For the first time, religious self-identification is on the decline in American. Some analysts have cited as cause a post-9/11perception: that faith in general is a source of aggression, intolerance, and divisiveness—something bad for society. But how accurate is that view? With deep learning and sympathetic understanding, Karen Armstrong sets out to discover the truth about religion and violence in each of the world’s great traditions, taking us on an astonishing journey from prehistoric times to the present.

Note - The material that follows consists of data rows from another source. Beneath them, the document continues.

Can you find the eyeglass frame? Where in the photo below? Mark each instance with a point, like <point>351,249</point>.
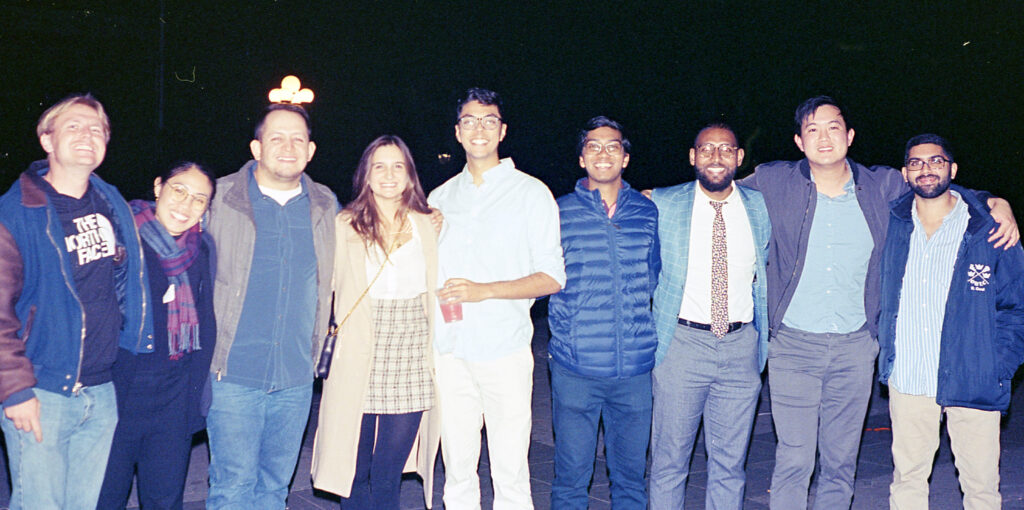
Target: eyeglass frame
<point>926,163</point>
<point>603,147</point>
<point>716,149</point>
<point>478,121</point>
<point>193,198</point>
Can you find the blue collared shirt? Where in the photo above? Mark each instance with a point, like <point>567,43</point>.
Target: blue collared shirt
<point>829,297</point>
<point>504,229</point>
<point>923,301</point>
<point>271,345</point>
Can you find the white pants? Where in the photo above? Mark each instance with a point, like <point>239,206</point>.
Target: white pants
<point>497,393</point>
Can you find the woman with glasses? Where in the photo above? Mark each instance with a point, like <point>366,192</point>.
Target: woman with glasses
<point>376,419</point>
<point>162,392</point>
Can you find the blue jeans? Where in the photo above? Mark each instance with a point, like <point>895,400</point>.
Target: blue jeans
<point>255,438</point>
<point>716,379</point>
<point>66,471</point>
<point>625,406</point>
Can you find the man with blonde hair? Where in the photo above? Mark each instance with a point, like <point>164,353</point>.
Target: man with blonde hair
<point>72,290</point>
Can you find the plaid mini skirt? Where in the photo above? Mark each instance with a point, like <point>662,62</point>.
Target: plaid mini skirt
<point>399,379</point>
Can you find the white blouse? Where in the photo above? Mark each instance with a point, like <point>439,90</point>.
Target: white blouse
<point>404,271</point>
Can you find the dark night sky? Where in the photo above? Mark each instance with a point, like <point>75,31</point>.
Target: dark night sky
<point>662,69</point>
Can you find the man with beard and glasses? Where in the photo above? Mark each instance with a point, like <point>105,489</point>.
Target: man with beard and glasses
<point>951,330</point>
<point>711,312</point>
<point>828,217</point>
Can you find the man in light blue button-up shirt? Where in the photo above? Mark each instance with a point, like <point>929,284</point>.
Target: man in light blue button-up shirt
<point>499,250</point>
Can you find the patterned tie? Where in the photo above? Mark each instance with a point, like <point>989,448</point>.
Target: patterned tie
<point>719,274</point>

While many historians have looked at violence in connection with particular religious manifestations (jihad in Islam or Christianity’s Crusades), Armstrong looks at each faith—not only Christianity and Islam, but also Buddhism, Hinduism, Confucianism, Daoism, and Judaism—in its totality over time. As she describes, each arose in an agrarian society with plenty powerful landowners brutalizing peasants while also warring among themselves over land, then the only real source of wealth. In this world, religion was not the discrete and personal matter it would become for us but rather something that permeated all aspects of society. And so it was that agrarian aggression, and the warrior ethos it begot, became bound up with observances of the sacred.

In each tradition, however, a counterbalance to the warrior code also developed. Around sages, prophets, and mystics there grew up communities protesting the injustice and bloodshed endemic to agrarian society, the violence to which religion had become heir. And so by the time the great confessional faiths came of age, all understood themselves as ultimately devoted to peace, equality, and reconciliation, whatever the acts of violence perpetrated in their name.

Industrialization and modernity have ushered in an epoch of spectacular and unexampled violence, although, as Armstrong explains, relatively little of it can be ascribed directly to religion. Nevertheless, she shows us how and in what measure religions, in their relative maturity, came to absorb modern belligerence—and what hope there might be for peace among believers of different creeds in our time.

At a moment of rising geopolitical chaos, the imperative of mutual understanding between nations and faith communities has never been more urgent, the dangers of action based on misunderstanding never greater. Informed by Armstrong’s sweeping erudition and personal commitment to the promotion of compassion, Fields of Blood makes vividly clear that religion is not the problem.